For many years we’ve thought Lagoon 1, the low-lying area at the southern end of the Lost City (Heit el-Ghurab) site, was once an ancient harbor that was used to deliver supplies to the city via the Nile.
To the north of this proposed harbor, we found a series of large silos in the Royal Administrative Building in 2001. This is where grain was stored before it was turned into bread and beer to feed the pyramid workers.
To the south, we discovered the Standing Wall Island. In 2011, we found this compound contained a large, enclosed open area with a paperclip-like entrance that formed a chute. This enclosure seemed like it could be a stockyard where cattle were held, before being butchered to provide meat for the pyramid workers. We even started calling it the OK (Old Kingdom) Corral.
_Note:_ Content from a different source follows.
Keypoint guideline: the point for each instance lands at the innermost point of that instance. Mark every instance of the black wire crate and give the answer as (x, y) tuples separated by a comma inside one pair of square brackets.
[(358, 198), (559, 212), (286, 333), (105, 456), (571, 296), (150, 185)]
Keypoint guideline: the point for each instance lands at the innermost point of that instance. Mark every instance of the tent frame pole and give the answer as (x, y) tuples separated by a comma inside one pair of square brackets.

However, the corral’s actual entrance, along with the southern half of the silo building and most of the proposed harbor, ran under a modern soccer field, leaving us unable to see a large and crucial portion of our site.
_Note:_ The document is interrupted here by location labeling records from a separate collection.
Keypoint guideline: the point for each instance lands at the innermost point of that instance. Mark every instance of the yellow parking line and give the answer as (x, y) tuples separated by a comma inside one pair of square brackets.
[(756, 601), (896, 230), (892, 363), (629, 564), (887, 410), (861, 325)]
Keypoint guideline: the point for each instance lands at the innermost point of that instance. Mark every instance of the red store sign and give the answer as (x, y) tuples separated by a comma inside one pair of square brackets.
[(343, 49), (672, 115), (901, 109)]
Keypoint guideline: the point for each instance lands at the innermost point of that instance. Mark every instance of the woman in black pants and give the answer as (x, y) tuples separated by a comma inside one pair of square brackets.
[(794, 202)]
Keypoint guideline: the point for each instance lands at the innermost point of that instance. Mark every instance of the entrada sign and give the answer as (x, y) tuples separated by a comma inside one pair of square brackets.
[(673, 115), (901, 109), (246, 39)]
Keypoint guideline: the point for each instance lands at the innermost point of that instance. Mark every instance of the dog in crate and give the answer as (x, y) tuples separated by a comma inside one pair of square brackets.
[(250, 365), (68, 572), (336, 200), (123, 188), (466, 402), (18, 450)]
This year we got permission to start excavating the old soccer field and we hoped to finally prove our harbor and corral hypotheses. But when we went to “ground truth” the corral entrance, we found something unexpected!
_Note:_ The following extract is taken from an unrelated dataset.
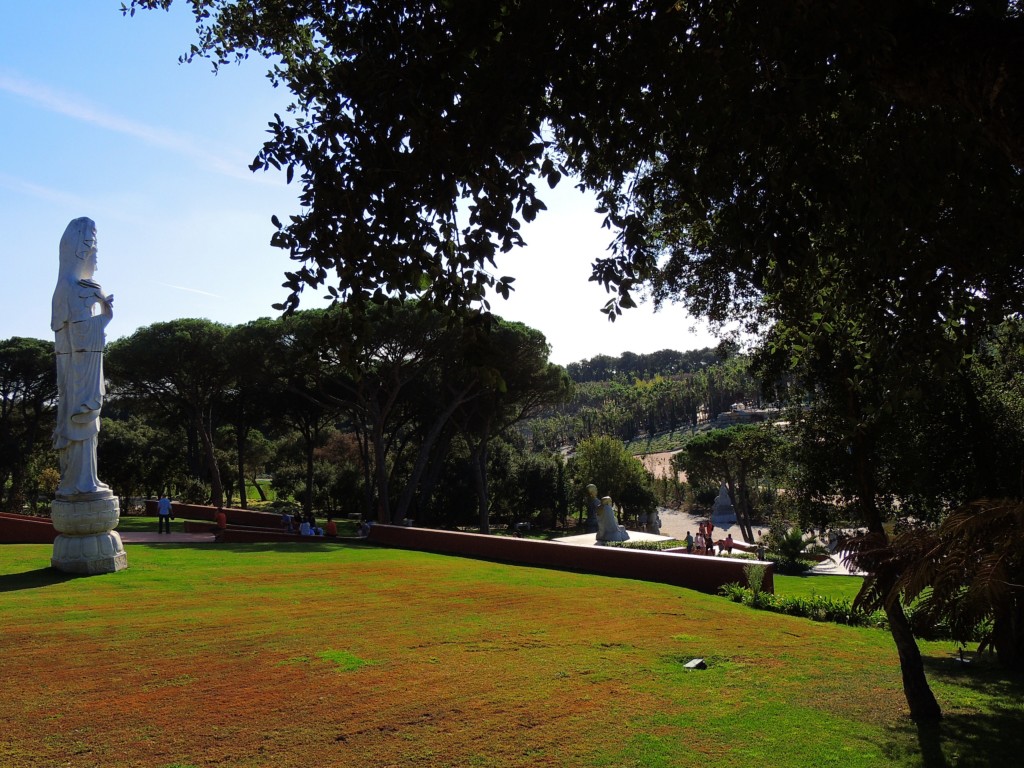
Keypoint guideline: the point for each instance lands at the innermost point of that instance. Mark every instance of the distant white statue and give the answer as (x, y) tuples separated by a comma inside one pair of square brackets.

When we excavated the northeastern corner of the OK Corral that was previously under the soccer field, we found the wall formed an “elbow,” which turned and attached to a ramp at the north end of the corral. Near the elbow was a small gated opening, not the large open chute we had expected to find.
Could cattle have still come through this gate into the enclosed area? Though the entrance was originally 2.9 m wide, it looks like it was almost immediately narrowed to 0.85 m, and then again down to 0.56 m.
While it’s possible that smaller cattle could get through, it would be a tight fit. At this point an animal pen is still the best explanation for the enclosure, but was it meant for cattle?
The Lost City was in its heyday during the reigns of Khafre and Menkaure, the builders of the Second and Third Giza Pyramids. When Menkaure died, he left his pyramid and temples incomplete. Though his successor, Shepseskaf, completed the monuments, he moved away from Giza to build his own tomb at Saqqara.
Our new excavations show the OK Corral’s enclosure wall was actually a late addition to the building. With only a smaller workforce left behind at Giza after Menkaure’s death, is it possible the people who remained started to receive mostly sheep and goats, lower status meat than cattle? And that the corral was remodeled with a new gate for smaller livestock?
How many and what type of animals the pyramid workers ate may seem like a small detail, but it’s details like this that ultimately help us piece together the lives of the people who built the pyramids and find out what happened to them once the Egyptian state’s focus shifted elsewhere.
Our motto is that we are not looking for things, we are looking for information. So we’ll follow the facts wherever they take us when we return to the Soccer Field area.